Pappas cited a 14 June 1999 installment of the HBO series Real Sports aboard which Phillips “took his arrogance to a new level,” comparing umpires to federal judges who “should [not] always be subject to the voter, just like federal judges are not subject to the voter.” Sandy Alderson, then doing the job Joe Torre does now, could barely stifle a laugh.

“Federal judges can be impeached,” Alderson retorted. “I got worried when I found out that players were more concerned with who was umpiring the next day than they were about who was pitching.”

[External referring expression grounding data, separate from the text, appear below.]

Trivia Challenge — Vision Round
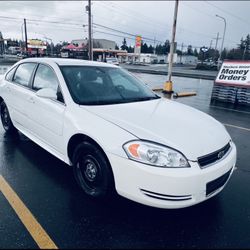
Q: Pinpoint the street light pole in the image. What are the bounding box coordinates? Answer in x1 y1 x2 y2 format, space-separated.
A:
216 14 226 63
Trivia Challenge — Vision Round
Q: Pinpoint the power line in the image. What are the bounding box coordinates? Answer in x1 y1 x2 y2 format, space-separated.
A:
0 15 83 27
0 13 238 50
93 30 135 42
179 2 241 45
98 1 218 41
1 1 243 47
182 2 215 19
0 15 22 21
96 1 170 34
0 14 163 44
93 23 164 43
204 1 250 26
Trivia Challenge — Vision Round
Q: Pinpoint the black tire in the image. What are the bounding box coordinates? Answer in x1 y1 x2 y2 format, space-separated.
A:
0 101 17 134
72 141 114 198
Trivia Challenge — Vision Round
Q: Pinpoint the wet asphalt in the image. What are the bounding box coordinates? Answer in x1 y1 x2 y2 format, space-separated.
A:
0 74 250 249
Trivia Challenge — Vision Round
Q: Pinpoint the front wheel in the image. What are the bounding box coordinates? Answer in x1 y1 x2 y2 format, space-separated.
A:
0 101 17 134
72 141 115 198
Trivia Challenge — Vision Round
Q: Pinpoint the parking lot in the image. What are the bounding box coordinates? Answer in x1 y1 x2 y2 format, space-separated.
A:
0 73 250 249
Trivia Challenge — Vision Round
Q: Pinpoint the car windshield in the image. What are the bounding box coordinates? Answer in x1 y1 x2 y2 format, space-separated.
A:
60 66 160 105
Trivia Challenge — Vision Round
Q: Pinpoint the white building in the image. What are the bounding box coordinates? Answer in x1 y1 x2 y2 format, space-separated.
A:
139 53 157 64
71 38 116 50
177 55 198 65
157 55 168 64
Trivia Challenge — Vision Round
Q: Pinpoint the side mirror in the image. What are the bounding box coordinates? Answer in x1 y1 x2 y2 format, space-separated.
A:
36 88 57 99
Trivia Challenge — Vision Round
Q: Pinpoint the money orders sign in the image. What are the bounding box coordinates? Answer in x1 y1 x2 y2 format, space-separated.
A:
215 61 250 87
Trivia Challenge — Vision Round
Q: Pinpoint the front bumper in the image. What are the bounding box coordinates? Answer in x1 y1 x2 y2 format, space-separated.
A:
107 142 237 209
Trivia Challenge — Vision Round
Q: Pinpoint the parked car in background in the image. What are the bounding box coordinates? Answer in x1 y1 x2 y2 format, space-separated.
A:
17 52 28 59
0 58 236 209
105 57 119 66
196 59 218 70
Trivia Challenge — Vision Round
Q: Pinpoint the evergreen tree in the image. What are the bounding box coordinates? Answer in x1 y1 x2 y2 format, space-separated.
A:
148 45 154 53
193 48 198 57
162 40 170 54
127 46 134 53
155 44 163 54
121 38 128 51
221 48 228 60
176 49 182 56
187 45 193 55
141 42 149 53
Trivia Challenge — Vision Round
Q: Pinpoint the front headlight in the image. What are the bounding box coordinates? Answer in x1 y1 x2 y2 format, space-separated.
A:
123 140 190 168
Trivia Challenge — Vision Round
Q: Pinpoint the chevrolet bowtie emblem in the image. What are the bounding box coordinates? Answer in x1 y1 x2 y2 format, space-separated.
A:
218 151 225 159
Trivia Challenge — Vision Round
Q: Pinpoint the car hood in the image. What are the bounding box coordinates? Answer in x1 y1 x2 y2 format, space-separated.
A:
83 98 231 161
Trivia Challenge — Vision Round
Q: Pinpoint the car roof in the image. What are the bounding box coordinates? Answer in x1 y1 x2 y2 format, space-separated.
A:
19 57 118 68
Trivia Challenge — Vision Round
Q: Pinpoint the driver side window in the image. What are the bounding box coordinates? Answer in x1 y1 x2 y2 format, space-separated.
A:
33 64 64 103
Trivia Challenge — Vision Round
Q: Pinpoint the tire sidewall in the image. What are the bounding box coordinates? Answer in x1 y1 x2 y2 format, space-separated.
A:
72 141 114 198
0 101 16 133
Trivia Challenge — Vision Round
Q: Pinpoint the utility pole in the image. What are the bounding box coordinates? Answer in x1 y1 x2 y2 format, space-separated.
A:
24 18 28 53
213 32 221 52
153 37 156 55
87 0 93 61
209 40 213 49
213 32 221 61
180 42 183 64
163 0 179 94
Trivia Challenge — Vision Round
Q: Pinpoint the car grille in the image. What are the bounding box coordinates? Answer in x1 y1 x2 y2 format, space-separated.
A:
198 142 231 168
206 168 232 196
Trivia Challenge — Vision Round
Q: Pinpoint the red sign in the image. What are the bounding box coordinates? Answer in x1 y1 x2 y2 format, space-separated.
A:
135 36 142 48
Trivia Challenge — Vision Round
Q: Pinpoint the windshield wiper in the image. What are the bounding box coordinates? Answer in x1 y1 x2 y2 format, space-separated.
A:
80 96 160 106
127 96 160 102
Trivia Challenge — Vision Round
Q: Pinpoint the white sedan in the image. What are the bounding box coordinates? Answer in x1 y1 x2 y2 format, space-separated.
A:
0 58 236 209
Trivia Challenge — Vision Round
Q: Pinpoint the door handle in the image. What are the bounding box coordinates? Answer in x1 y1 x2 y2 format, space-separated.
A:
6 86 11 92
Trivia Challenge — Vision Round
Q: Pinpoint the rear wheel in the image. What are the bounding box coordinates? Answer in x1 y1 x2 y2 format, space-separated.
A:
0 101 17 134
72 141 114 198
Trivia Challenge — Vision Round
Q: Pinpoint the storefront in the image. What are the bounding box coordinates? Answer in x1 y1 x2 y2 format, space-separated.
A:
27 39 47 57
60 44 88 59
93 49 126 62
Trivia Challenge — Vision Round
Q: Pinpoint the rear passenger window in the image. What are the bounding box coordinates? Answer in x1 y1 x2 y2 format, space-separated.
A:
5 67 17 82
13 63 36 87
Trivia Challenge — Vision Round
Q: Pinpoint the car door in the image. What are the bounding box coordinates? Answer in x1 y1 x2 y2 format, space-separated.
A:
28 63 66 154
7 62 37 128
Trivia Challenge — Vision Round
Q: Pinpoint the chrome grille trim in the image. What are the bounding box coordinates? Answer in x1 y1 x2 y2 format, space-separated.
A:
198 142 231 169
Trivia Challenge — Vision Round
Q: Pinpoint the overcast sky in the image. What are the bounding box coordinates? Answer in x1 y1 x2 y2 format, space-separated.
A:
0 1 250 51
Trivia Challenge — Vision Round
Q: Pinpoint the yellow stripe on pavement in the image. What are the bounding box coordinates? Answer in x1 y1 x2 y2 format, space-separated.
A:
0 175 58 249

Phillips didn’t stop with the mass resignation, either. On the same day he announced it, he proclaimed the umps would now be employed by a body called Umpires, Inc. that “would negotiate to provide umpiring services to MLB—and it, not MLB, would supervise and assign the umpires,” Pappas wrote. “In short, Phillips proposed to turn the umpires into a self-governing association, free of MLB control.”

To owners and players alike, this demand was tantamount to a municipal police union demanding an end to civilian control of the police force. Even if the owners had been willing to cede such authority, the screams of the MLBPA would have killed the deal. And the owners weren’t willing. When informed of the umpires’ move, Sandy Alderson . . . termed the resignations “either a threat to be ignored or an offer to be accepted.”

The final outcome, of course, was 22 umpires gone for good, seemingly, after the leagues hired 25 minor league umps (all of whom had major league experience) and several of the MLB arbiters scrambled to rescind their resignations. The American League re-hired the first fourteen rescinders; the National League decided “performance standards” would apply when picking the umps to re-hire. Imagine that.

A group of MLUA dissidents led by John Hirschbeck and Joe Brinkman called for a new union and for de-certifying the MLUA, both of which happened in the 1999-2000 off-season, with the World Umpires Association (now the Major League Baseball Umpires Association) born. Eleven of the 22 men out (including Joe West and Sam Holbrook) were finally re-hired in 2002.

All that because Phillips and his allies in the old union sought to become and remain a law unto themselves. Today there remain enough umpires who still think they alone and not the rule book have the power of the strike zone and other calls. They may even think that fans pay their way into the ballpark (whenever they’ll be allowed to do so again) to see the umpires. (All things considered, it might be true in West’s case. Might. But not for the reasons he might think.)

Commissioner Rob Manfred, whose reign has been inconsistent when phrased most politely, but who’s rarely been caught beyond mere thought when it comes to umpire accountability, ought to look more acutely at the answer the KBO handed to at least one umpiring crew who thought so: “Not so fast.”